There is a fair amount of evidence that mesh (static multihop wireless) networks are gaining popularity, both in the academic literature and in the commercial space. Nonetheless, none of the prior work has evaluated the feasibility of applications on mesh through the use of deployed networks and real user traffic. The state of the art is the use of deployed testbeds with synthetic traces consisting of random traffic patterns.In this paper, we evaluate the feasibility of a mesh network for an all-wireless office using traces of office users and an actual 21-node multi-radio mesh testbed in an office area. Unlike previous mesh studies that have examined routing design in detail, we examine how different office mesh design choices impact the performance of user traffic. From our traces of 11 users spanning over a month, we identify 3 one hour trace periods with different characteristics and evaluate network performance for them.
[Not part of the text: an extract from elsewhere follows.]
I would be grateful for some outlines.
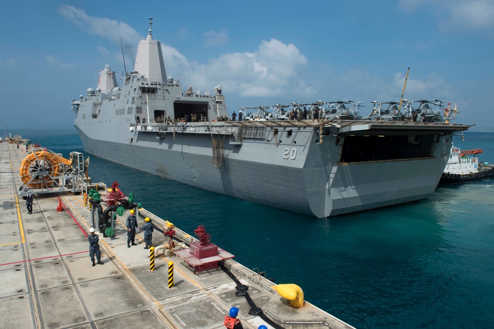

In addition, we consider different user-server placement, different wireless hardware, different wireless settings and different routing metrics.We find that our captured traffic is significantly different from the synthetic workloads typically used in the prior work. Our trace capture and replay methodology allows us to directly quantify the feasibility of office meshes by measuring the additional delay experienced by individual transactions made by user applications. Performance on our mesh network depends on the routing metric chosen, the user-server placement and the traffic load period. The choice of wireless hardware and wireless settings has a significant impact on performance under heavy load and challenging placement. Ultimately we conclude that for our traces and deployed system, under most conditions, all-wireless office meshes are feasible. In most cases, individual transactions incur under 20ms of additional delay over the mesh network. We believe this is an acceptable delay for most applications where a wired network to every machine is not readily available. We argue that our results are scalable to a network of over 100 users.